Question

David throws a ball vertically upward from a height of 3 meters. After 1 second, the ball is at a height of 12.5 meters. After 2 seconds, it’s at a height of 11.8 meters. Write an equation to model the ball's height, f(x), at different times, x.

Answer 1

f(x) = -5.1x² +14.6x +3

Explanation:

The three given points are obviously not on a line, but can be modeled exactly by a 2nd degree polynomial. (The degree is 1 less than the number of points.) I find it convenient to let a graphing calculator's quadratic regression function tell me the coefficients.

Solving by hand

Since the "y-intercept" is 3, the equation can be written

... f(x) = ax² +bx + 3

Filling in the given numbers, we have 2 equations in the 2 unknowns, a and b.

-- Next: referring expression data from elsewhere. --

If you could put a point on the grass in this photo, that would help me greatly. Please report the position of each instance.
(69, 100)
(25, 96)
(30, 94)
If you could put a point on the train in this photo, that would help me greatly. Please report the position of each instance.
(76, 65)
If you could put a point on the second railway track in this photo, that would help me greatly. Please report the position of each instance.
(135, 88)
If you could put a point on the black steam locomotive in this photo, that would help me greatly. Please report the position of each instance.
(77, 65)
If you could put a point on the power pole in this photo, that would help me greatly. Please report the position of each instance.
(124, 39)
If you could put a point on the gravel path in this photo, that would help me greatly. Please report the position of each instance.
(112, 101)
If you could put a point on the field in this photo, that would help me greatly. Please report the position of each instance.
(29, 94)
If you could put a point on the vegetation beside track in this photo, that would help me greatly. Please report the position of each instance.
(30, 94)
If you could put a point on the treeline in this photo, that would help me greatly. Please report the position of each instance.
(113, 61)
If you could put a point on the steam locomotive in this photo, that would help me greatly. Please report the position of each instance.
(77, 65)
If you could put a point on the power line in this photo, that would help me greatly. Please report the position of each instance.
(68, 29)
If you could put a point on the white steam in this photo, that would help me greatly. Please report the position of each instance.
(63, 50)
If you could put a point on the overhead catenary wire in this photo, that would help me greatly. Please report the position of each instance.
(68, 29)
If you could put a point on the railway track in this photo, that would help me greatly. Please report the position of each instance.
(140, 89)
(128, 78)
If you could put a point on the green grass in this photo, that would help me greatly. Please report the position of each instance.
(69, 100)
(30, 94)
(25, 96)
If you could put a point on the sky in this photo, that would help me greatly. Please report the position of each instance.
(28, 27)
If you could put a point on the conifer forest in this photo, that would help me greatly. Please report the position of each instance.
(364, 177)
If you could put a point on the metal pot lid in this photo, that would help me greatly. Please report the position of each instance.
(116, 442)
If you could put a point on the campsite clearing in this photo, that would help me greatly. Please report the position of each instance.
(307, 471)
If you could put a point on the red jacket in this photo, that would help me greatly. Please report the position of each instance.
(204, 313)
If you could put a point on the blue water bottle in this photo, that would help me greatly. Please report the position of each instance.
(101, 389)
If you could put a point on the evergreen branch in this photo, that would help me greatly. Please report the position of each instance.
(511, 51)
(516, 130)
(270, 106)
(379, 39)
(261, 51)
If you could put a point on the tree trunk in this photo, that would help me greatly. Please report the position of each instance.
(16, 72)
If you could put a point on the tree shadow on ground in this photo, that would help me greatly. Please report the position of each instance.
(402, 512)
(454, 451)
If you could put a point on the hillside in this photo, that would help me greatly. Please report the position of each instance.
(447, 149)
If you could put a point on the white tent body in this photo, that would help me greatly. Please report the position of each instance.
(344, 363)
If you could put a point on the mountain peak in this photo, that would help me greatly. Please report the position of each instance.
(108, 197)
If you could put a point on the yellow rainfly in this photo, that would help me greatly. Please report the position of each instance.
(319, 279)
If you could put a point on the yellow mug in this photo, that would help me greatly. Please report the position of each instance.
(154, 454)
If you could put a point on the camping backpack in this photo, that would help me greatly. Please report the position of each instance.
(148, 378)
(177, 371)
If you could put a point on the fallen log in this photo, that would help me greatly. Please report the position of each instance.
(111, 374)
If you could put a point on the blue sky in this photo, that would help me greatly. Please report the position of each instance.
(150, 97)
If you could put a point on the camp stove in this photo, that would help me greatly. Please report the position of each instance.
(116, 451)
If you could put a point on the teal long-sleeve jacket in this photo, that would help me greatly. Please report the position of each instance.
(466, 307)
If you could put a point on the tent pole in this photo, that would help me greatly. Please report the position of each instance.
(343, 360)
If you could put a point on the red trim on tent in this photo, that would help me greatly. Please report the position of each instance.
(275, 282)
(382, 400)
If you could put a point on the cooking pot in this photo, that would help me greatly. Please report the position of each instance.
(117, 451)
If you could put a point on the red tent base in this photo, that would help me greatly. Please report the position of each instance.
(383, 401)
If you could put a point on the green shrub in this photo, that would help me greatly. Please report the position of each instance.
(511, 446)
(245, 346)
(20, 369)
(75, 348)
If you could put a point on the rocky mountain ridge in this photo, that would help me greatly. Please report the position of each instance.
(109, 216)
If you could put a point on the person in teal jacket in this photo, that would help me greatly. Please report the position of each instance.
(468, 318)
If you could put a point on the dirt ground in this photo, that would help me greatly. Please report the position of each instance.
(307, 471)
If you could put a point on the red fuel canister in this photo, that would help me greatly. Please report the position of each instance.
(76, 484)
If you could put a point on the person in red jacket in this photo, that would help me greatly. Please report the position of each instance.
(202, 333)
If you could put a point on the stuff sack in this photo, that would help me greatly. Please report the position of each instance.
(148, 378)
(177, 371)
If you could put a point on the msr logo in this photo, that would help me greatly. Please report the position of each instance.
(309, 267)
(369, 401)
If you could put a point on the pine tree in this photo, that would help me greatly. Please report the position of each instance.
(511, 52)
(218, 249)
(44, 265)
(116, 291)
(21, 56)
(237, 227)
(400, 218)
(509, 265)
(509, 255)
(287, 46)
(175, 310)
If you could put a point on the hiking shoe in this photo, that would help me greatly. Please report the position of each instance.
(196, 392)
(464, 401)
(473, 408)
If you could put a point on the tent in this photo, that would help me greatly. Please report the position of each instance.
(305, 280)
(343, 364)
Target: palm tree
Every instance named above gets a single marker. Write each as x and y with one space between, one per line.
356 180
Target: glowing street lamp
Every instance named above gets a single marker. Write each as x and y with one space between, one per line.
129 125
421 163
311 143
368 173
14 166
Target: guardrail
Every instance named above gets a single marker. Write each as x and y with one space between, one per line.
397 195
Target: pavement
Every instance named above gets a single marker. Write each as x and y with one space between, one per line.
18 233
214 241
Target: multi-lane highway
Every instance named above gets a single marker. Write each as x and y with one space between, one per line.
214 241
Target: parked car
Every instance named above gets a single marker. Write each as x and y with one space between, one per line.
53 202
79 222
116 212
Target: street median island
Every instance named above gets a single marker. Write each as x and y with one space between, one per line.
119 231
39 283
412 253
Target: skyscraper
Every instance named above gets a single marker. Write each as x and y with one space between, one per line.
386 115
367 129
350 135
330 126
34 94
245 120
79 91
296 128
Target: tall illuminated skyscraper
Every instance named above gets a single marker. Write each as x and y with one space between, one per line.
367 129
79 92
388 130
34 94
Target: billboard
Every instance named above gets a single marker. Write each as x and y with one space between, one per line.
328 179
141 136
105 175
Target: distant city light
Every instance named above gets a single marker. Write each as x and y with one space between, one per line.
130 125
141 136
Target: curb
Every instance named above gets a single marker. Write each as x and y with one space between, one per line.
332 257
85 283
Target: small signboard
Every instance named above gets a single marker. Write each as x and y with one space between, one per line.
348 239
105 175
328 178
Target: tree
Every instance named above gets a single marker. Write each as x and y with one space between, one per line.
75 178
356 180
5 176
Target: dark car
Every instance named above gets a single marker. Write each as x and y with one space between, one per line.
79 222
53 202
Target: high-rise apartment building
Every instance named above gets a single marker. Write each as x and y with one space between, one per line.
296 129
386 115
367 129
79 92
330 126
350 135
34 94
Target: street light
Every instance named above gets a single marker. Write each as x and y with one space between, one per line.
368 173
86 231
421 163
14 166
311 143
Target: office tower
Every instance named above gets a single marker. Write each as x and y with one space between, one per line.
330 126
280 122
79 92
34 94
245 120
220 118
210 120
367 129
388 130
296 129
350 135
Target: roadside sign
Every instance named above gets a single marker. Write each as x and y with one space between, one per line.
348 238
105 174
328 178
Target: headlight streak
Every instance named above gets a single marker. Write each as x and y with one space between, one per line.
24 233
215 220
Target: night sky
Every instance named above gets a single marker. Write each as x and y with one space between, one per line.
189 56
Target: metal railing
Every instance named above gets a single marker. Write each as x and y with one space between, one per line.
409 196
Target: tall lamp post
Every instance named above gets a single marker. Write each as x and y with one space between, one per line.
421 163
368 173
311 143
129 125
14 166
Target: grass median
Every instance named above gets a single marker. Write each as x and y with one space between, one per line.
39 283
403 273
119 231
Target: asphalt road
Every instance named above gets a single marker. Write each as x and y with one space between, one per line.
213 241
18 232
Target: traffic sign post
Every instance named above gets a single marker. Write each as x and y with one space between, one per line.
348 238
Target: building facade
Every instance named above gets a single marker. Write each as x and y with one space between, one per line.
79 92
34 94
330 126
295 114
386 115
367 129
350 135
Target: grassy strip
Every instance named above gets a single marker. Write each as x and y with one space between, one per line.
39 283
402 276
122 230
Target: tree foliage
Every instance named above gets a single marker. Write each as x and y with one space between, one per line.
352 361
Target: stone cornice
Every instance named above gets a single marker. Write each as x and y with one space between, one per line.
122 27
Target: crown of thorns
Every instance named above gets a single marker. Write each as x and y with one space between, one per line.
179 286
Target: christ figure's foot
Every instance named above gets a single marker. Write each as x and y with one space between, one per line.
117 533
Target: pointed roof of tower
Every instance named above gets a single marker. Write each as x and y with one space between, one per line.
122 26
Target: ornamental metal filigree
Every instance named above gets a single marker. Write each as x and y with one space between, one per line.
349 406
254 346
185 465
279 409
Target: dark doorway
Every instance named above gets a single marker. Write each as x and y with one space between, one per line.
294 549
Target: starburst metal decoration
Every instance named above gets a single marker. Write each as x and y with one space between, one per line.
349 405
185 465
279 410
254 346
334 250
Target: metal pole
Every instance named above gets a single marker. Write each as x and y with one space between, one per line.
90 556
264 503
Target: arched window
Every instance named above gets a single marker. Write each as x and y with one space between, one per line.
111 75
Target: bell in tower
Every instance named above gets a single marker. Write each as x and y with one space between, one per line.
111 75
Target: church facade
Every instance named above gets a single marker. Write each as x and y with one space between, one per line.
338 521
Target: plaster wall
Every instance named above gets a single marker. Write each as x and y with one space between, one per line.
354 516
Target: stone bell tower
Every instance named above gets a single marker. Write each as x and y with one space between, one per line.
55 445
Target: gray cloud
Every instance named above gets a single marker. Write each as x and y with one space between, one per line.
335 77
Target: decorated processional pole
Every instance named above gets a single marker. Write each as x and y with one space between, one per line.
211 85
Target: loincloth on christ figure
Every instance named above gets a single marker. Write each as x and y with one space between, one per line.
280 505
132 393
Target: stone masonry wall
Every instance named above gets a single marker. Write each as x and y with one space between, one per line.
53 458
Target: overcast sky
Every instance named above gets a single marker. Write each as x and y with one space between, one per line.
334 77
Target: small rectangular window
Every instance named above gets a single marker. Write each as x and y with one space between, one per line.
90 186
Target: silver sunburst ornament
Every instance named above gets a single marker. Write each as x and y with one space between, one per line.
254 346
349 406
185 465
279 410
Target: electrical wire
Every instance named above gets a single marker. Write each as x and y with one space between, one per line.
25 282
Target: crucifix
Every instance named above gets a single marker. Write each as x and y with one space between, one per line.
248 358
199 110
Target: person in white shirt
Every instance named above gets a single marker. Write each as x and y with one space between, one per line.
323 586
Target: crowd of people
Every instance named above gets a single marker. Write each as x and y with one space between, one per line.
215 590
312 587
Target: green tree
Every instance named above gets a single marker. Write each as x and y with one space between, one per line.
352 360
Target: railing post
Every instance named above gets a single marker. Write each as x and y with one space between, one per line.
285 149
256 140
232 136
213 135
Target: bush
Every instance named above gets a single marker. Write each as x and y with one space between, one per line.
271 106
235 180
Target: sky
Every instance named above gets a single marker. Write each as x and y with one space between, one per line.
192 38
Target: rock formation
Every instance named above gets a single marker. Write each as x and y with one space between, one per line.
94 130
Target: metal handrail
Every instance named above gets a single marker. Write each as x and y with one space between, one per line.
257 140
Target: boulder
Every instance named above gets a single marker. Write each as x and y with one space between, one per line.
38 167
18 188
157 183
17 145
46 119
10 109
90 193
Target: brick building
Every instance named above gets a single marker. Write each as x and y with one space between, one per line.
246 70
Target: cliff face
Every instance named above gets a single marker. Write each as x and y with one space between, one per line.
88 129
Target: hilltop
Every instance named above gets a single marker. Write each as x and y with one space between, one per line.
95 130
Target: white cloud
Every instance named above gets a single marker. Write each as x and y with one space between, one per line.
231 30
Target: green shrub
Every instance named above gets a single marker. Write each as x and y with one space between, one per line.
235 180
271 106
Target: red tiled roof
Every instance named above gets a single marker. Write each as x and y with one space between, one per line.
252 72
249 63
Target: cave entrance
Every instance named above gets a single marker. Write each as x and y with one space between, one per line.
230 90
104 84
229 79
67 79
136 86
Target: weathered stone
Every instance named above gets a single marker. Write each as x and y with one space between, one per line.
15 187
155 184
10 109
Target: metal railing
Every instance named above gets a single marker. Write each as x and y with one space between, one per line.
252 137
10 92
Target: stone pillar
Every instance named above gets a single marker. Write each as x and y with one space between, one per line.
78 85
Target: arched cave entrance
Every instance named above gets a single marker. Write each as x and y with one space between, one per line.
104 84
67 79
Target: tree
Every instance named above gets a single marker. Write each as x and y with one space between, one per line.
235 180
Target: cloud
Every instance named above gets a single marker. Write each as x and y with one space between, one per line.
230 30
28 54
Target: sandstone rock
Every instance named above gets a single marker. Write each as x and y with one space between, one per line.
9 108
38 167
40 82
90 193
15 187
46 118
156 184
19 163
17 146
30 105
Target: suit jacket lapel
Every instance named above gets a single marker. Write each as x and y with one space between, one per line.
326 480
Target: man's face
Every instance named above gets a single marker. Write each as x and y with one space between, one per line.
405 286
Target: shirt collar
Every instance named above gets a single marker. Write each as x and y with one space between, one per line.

... f(1) = 12.5 = a·1² +b·1 +3

... f(2) = 11.8 = a·2² +b·2 +3

Simplifying these gives ...

• a + b = 9.5
• 2a +b = 4.4

Subtracting the first equation from the second gives ...

... (2a +b) -(a +b) = (4.4) -(9.5)

... a = -5.1

The first equation tells us

... b = 9.5 -a = 9.5 +5.1

... b = 14.6

The equation is f(x) = -5.1x² +14.6x +3.